Vector maths on float2, where are the SIMD functions?

Hello,

I’m just trying to do some float2 vector maths (i.e. float2/float2) in a CUDA device program (compiling with NVRTCV), and getting:

no operator “/” matches these operands
operand types are: float2 / float2

Is there a function intrinsic instead of an operator for vector maths?

I know I could do:
make_float2(val1.x/val2.x,val1.y/val2.y)
But as a GPU programmer, that seems totally wrong as its going to waste the opportunity to use SIMD vector instructions.

There aren’t any SIMD intrinsics that operate on a quantity larger than 32 bits.

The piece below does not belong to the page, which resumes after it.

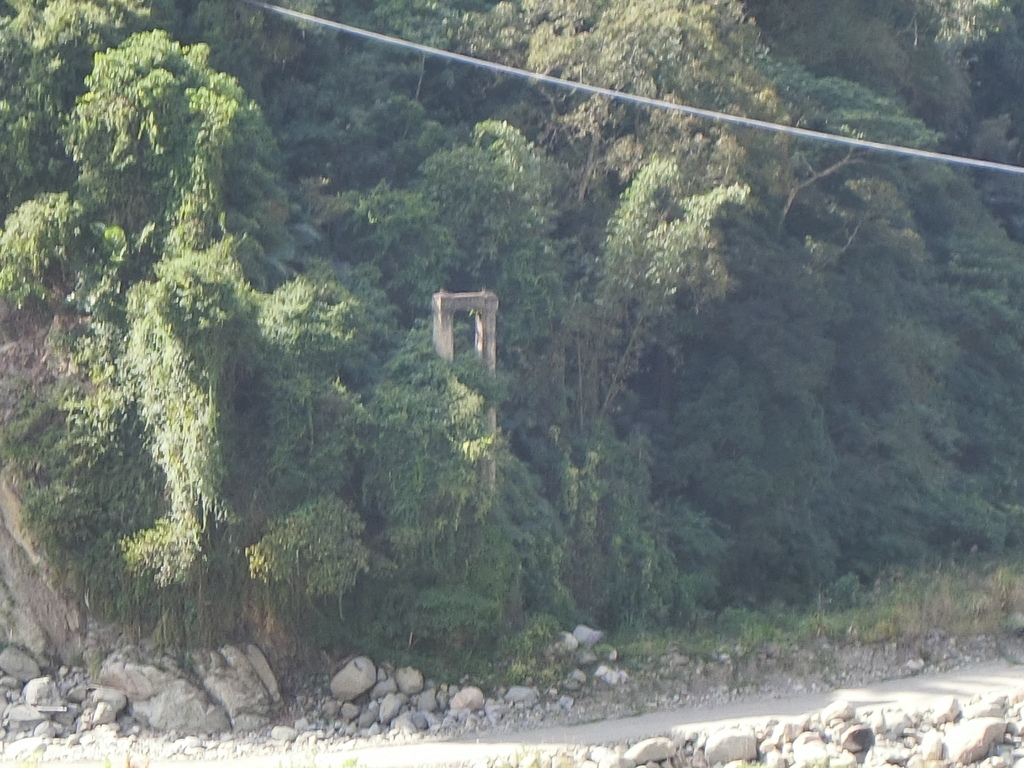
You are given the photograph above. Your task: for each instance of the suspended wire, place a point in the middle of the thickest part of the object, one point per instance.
(656, 103)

https://docs.nvidia.com/cuda/cuda-math-api/group__CUDA__MATH__INTRINSIC__SIMD.html#group__CUDA__MATH__INTRINSIC__SIMD

https://stackoverflow.com/questions/48345049/do-cuda-cores-have-vector-instructions/48345799#48345799

https://docs.nvidia.com/cuda/parallel-thread-execution/index.html#simd-video-instructions

That opportunity does not exist, as there are no SIMD vector instructions provided by the hardware that operate on pairs of ‘float’ operands. So nothing is being wasted with your current approach.

Ok, I see. Coming from years of writing vec3 operations in GLSL and OpenCL, it seemed surprising. I suppose given CUDA is aimed at more general purpose compute it makes sense.

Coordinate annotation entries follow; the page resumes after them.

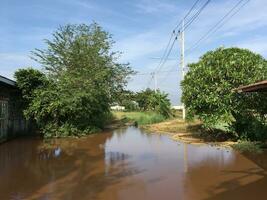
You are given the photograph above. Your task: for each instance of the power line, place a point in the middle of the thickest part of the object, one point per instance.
(192, 19)
(218, 25)
(187, 14)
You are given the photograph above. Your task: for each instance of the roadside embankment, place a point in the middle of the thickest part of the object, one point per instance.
(188, 132)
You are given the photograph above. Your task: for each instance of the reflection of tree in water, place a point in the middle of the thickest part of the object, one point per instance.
(242, 179)
(30, 172)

Is that all NVIDIA hardware then? Because the code I’m writing is running on an NVIDIA Jetson TX1.

There is no support for float2 operations across the entire GPU range. The limited set of SIMD video instructions (sub-word size operation within a 32-bit register) introduced with the Kepler architecture was largely replaced with software emulations in subsequent architectures.

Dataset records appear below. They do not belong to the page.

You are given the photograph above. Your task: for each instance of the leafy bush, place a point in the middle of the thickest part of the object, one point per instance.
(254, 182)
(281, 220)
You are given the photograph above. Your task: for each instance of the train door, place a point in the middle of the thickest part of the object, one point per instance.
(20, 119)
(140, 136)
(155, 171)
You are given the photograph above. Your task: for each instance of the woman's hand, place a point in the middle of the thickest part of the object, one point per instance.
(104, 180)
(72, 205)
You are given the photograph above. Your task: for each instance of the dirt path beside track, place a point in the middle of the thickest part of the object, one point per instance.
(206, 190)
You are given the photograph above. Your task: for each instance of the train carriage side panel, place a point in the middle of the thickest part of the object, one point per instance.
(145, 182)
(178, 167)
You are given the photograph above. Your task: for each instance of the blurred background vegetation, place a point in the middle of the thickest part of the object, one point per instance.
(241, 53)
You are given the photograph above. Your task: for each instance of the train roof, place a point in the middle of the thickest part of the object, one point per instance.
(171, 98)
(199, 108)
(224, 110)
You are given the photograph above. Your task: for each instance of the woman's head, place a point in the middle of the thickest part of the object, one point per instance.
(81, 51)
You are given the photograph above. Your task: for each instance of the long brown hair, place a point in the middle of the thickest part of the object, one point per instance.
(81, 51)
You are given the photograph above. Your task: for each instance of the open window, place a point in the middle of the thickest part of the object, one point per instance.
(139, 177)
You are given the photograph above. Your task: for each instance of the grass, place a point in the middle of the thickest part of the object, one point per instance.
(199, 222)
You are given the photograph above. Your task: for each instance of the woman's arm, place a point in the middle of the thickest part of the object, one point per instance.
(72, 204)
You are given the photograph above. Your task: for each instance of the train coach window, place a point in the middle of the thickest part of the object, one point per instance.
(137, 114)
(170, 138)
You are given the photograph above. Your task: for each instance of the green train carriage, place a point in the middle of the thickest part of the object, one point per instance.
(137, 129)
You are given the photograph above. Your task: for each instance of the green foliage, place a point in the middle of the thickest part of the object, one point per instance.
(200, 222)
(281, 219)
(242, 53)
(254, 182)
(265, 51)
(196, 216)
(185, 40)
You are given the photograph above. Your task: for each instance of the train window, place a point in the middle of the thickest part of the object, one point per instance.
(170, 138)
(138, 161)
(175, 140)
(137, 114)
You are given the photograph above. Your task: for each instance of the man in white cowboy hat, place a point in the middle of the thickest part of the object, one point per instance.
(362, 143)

Some recent architectures have added a few instructions for operating on half2 data (which fits into a 32-bit register).

Classical wide explicit SIMD processing as it exists in CPUs is not a good match for GPUs. Using scalar instructions almost exclusively provides for flexible use of execution units and simplifies the hardware and the tool chain.